Key Experimental Results

Main Results (7s Short-form Continuation)

Model PPL ↓ SBERT ↑ SpkrSim ↑ N-MOS ↑
TWIST-7B 6.54 0.20 0.41 3.24
Spirit LM 7B 6.17 0.19 0.45 3.00
SpeechSSM-2B 5.76 0.23 0.79 3.87
SpeechSSM-9B 5.60 0.23 0.79 3.94
Ground Truth 5.63 1.00 0.84 4.02

Long-form Evaluation (4-minute Continuation)

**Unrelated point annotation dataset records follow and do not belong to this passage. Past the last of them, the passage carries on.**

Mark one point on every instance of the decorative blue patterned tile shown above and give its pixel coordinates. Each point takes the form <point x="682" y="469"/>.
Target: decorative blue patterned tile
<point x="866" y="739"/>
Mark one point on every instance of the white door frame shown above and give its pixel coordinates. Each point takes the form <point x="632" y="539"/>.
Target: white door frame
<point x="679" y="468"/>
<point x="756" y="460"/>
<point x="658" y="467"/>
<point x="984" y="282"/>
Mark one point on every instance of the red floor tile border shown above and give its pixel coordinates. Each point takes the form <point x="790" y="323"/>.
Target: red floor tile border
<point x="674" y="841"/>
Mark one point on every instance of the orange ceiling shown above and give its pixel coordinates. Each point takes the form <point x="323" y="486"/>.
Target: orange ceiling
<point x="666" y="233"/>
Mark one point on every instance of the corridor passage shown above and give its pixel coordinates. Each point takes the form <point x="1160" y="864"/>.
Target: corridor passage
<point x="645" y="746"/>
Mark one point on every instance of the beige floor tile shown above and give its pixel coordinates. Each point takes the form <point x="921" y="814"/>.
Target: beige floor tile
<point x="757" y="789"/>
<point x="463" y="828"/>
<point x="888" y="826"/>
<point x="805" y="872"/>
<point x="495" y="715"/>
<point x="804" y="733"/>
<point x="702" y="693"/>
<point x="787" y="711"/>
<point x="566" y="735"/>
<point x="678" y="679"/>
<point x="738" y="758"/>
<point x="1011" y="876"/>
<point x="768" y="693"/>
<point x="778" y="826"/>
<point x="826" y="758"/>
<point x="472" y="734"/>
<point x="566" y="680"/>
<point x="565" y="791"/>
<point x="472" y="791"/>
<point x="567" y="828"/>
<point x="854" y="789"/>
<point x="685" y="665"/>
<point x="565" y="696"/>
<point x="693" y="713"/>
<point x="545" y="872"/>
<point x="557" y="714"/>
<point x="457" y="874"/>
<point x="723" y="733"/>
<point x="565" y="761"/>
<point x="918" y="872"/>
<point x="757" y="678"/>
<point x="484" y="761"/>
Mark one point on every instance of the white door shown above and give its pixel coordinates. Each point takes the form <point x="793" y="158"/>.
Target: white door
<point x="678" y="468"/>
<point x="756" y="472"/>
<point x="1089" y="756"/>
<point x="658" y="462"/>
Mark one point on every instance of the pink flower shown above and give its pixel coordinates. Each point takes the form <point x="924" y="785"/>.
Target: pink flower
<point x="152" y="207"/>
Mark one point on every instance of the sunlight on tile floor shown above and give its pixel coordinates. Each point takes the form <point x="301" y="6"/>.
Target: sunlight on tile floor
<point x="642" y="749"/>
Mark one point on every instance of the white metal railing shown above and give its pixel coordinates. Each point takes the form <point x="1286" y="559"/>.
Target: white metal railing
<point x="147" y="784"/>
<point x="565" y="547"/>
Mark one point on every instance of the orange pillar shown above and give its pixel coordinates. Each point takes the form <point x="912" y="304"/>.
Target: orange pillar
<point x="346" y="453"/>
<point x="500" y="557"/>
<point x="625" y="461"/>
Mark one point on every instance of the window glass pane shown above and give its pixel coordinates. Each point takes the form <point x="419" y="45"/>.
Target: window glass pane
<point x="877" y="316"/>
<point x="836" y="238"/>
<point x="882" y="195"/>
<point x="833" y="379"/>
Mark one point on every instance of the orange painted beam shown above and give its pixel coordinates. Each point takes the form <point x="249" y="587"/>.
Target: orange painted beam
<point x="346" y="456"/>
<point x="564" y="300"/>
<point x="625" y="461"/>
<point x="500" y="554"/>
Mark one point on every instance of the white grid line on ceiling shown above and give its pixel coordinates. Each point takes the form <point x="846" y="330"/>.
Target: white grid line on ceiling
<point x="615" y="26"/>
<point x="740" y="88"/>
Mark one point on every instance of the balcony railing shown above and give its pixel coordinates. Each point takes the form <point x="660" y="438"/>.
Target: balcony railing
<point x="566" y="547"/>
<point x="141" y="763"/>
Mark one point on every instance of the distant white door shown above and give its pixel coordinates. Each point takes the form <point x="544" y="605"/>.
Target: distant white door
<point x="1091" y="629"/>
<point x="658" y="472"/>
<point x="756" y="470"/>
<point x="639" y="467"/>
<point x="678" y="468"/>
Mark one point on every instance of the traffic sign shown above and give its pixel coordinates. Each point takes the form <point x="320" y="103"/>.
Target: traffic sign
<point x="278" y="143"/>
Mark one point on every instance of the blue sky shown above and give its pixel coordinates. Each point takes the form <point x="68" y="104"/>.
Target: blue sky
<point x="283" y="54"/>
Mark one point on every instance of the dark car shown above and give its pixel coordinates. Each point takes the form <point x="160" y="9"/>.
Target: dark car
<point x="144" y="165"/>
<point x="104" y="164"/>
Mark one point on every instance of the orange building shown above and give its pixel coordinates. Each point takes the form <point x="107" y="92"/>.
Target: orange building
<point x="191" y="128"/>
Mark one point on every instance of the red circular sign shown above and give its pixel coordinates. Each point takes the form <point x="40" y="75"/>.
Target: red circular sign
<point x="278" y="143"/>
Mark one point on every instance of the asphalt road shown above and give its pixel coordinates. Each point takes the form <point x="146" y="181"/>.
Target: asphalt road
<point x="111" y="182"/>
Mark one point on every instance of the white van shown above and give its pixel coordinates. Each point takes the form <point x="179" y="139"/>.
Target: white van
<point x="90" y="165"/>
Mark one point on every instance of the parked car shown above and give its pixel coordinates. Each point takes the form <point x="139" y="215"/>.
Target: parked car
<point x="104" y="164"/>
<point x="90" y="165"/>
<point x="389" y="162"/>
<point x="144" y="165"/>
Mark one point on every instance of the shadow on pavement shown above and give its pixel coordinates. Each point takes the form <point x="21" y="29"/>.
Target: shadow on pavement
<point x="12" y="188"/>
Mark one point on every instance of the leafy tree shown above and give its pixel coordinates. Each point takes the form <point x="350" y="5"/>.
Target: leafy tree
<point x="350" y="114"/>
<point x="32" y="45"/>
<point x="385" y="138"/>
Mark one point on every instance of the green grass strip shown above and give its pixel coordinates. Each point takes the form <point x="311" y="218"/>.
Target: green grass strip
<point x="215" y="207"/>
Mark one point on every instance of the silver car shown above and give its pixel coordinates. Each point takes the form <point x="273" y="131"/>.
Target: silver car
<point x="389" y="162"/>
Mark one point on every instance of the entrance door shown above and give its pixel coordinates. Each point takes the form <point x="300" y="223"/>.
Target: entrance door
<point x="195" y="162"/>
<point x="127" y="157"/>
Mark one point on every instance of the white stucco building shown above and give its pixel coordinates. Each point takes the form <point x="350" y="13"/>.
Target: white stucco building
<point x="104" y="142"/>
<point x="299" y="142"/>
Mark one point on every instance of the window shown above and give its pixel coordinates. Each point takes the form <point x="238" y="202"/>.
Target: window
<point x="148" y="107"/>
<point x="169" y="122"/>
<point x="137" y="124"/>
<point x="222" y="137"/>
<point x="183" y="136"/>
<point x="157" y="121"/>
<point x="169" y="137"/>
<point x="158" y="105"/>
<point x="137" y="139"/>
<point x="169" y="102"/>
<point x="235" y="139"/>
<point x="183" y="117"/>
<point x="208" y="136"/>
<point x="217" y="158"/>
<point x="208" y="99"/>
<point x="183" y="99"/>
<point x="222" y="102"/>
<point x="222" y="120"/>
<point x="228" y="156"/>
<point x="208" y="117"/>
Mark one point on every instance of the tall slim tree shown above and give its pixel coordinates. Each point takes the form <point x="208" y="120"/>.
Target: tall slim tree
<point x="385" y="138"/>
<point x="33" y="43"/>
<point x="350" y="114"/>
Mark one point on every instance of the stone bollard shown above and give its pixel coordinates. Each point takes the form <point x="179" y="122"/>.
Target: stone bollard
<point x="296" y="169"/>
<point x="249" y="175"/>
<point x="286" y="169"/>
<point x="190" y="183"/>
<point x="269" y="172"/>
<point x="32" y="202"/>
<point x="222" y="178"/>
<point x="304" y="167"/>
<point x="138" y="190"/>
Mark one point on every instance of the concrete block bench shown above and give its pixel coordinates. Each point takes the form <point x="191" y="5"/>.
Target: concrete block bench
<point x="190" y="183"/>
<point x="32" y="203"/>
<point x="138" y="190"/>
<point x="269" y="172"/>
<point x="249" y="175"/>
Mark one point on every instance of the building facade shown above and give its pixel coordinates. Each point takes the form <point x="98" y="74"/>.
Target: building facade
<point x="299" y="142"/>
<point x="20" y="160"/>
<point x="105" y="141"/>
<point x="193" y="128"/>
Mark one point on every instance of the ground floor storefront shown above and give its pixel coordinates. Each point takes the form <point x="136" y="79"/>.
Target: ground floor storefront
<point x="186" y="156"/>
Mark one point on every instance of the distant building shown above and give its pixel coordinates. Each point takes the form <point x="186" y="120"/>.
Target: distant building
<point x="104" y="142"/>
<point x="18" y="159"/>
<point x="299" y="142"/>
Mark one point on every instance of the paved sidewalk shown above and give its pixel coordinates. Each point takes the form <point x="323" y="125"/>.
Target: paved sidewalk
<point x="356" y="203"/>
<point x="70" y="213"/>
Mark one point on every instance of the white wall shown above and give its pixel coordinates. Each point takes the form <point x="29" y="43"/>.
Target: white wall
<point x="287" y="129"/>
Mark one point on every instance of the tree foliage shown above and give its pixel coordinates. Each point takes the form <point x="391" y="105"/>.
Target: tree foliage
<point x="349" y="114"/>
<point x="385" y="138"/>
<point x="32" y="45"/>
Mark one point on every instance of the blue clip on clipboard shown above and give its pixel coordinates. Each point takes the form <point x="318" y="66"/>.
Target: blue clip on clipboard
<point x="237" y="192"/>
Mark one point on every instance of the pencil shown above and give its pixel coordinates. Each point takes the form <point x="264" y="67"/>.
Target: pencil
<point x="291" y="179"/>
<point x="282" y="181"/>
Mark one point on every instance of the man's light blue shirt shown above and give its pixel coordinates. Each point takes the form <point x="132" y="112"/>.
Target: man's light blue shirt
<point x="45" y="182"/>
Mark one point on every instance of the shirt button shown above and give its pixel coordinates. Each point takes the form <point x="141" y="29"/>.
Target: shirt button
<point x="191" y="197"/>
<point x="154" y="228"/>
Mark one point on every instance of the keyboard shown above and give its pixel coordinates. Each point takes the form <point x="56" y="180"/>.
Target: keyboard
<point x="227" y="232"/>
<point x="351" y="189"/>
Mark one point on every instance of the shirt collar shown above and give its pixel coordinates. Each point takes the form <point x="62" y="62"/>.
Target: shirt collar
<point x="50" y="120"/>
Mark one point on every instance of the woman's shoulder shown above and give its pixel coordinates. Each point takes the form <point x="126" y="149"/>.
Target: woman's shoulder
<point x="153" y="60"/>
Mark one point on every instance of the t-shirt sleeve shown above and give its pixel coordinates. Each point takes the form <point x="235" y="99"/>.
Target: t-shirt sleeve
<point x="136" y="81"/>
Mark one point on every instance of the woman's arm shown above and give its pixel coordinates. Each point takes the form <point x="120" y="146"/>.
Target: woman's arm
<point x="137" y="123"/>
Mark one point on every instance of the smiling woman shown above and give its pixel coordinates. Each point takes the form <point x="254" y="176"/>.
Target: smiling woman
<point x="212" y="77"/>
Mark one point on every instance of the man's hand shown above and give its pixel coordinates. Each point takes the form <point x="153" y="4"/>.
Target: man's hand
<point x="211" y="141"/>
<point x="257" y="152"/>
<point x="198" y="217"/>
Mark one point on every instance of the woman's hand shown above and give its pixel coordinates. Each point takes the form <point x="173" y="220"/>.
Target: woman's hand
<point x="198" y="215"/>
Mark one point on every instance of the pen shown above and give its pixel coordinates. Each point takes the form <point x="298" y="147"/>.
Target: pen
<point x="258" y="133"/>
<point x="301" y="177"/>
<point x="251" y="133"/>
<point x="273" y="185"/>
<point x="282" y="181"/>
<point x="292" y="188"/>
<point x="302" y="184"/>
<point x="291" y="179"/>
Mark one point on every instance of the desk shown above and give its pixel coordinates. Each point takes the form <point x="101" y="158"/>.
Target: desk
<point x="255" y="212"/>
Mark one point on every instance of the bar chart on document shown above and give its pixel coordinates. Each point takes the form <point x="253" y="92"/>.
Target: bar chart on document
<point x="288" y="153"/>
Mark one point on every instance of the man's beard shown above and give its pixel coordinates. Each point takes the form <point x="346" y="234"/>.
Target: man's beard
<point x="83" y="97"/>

Model PPL ↓ SpkrSim ↑ Description
Spirit LM ⊞ High 0.45 Sliding window extension, semantic degradation
SpeechSSM-2B Lowest 0.79 Maintains semantic consistency

Key Findings

  • SpeechSSM achieves a significantly higher SpkrSim than other models (0.79 vs. 0.41-0.45), which is attributed to the large vocabulary of USM-v2 (32k) and the speaker conditioning in the acoustic stage.
  • The 9B model outperforms the 2B model in both short-form and long-form settings, indicating that SSMs benefit from scaling in a similar manner.
  • The existing sWUGGY metric fails under a large vocabulary setting, showing no positive correlation with generation quality.

Highlights & Insights

  • First Long-Form Speech LM: Achieves a qualitative leap by scaling generation capabilities from tens of seconds directly to 16 minutes.
  • LibriSpeech-Long Benchmark: Fills the gap in long-form speech evaluation, providing an open-source dataset with standardized splits.
  • LLM-as-Judge Evaluation: Employs LLMs for side-by-side comparative evaluations, resolving the high noise issue inherent in ASR metrics.

Limitations & Future Work

  • Only reading-style and free-form generation are supported, while conversational speech remains unaddressed.
  • The semantic tokenizer USM-v2 is not open-source, which limits reproducibility.
  • No direct comparison is made with conversational systems like Moshi.
  • Windowed concatenation may introduce unnatural transitions at segment boundaries.

Rating

  • Novelty: ⭐⭐⭐⭐ First systematic application of SSMs in speech LMs.
  • Experimental Thoroughness: ⭐⭐⭐⭐⭐ Comprehensive coverage across short-form/long-form contexts, new metrics, and benchmarks.
  • Writing Quality: ⭐⭐⭐⭐⭐ Rich in engineering details and thorough in problem analysis.
  • Value: ⭐⭐⭐⭐⭐ Pioneering contribution to the field of speech generation.